AI Gatewayは、クライアントにAPIキーが到達しないよう、AI Gatewayのクレデンシャルで接続を認証する。サーバー側で短期間のトークンを生成し、これをブラウザに渡すことでセキュリティを確保する。開発者はexperimental_realtime.getTokenメソッドを使用してトークンをミントし、クライアントコンポーネントから接続する。
テキスト読み上げ機能はgenerateSpeechメソッドを通じて提供され、テキストから音声ファイルを生成する。音声認識(文字起こし)機能はtranscribeメソッドを使用し、録音された音声をテキストに変換する。これら二つの機能は組み合わせることで、音声パイプラインの両端を検証可能である。

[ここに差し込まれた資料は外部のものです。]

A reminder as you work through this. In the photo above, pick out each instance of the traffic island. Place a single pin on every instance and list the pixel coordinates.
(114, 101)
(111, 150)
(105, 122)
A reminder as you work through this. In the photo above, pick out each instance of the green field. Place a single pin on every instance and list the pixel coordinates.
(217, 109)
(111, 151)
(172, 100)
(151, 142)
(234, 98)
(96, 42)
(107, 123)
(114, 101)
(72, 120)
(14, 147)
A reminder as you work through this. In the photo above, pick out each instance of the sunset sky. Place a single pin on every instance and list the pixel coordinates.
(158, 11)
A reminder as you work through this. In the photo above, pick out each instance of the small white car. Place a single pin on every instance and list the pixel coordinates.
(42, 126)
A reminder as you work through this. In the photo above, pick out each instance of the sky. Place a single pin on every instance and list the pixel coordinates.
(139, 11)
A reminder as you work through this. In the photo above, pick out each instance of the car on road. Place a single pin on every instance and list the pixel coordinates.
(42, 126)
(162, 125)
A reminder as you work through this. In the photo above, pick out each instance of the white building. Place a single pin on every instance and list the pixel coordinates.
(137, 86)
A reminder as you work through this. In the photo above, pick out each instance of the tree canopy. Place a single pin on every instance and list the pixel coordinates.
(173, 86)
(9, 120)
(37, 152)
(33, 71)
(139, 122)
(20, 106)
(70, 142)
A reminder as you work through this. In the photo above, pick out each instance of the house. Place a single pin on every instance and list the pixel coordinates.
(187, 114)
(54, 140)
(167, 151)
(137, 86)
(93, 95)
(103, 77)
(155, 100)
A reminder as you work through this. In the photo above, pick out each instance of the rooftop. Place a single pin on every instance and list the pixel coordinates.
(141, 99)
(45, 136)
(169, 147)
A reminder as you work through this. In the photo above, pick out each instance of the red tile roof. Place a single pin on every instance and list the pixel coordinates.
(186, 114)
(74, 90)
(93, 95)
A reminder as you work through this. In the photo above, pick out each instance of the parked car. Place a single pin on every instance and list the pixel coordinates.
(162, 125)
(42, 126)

Vercelは、コードを記述せずに音声モデルを試せるPlaygroundも提供している。モデルページから各モデルを選択し、ブラウザ上でリアルタイムモデルとの会話や、テキスト・音声の送信と結果の再生を試すことができる。AI Gatewayを介した音声ルーティングは、テキストや画像、動画に対する他のモデル呼び出しと同様に動作する。
参考: Vercel Blog (アーカイブ) — 2026年6月29日 16:00 (JST)
原文ハイライト"Realtime turns your app into something a user can hold a conversation with."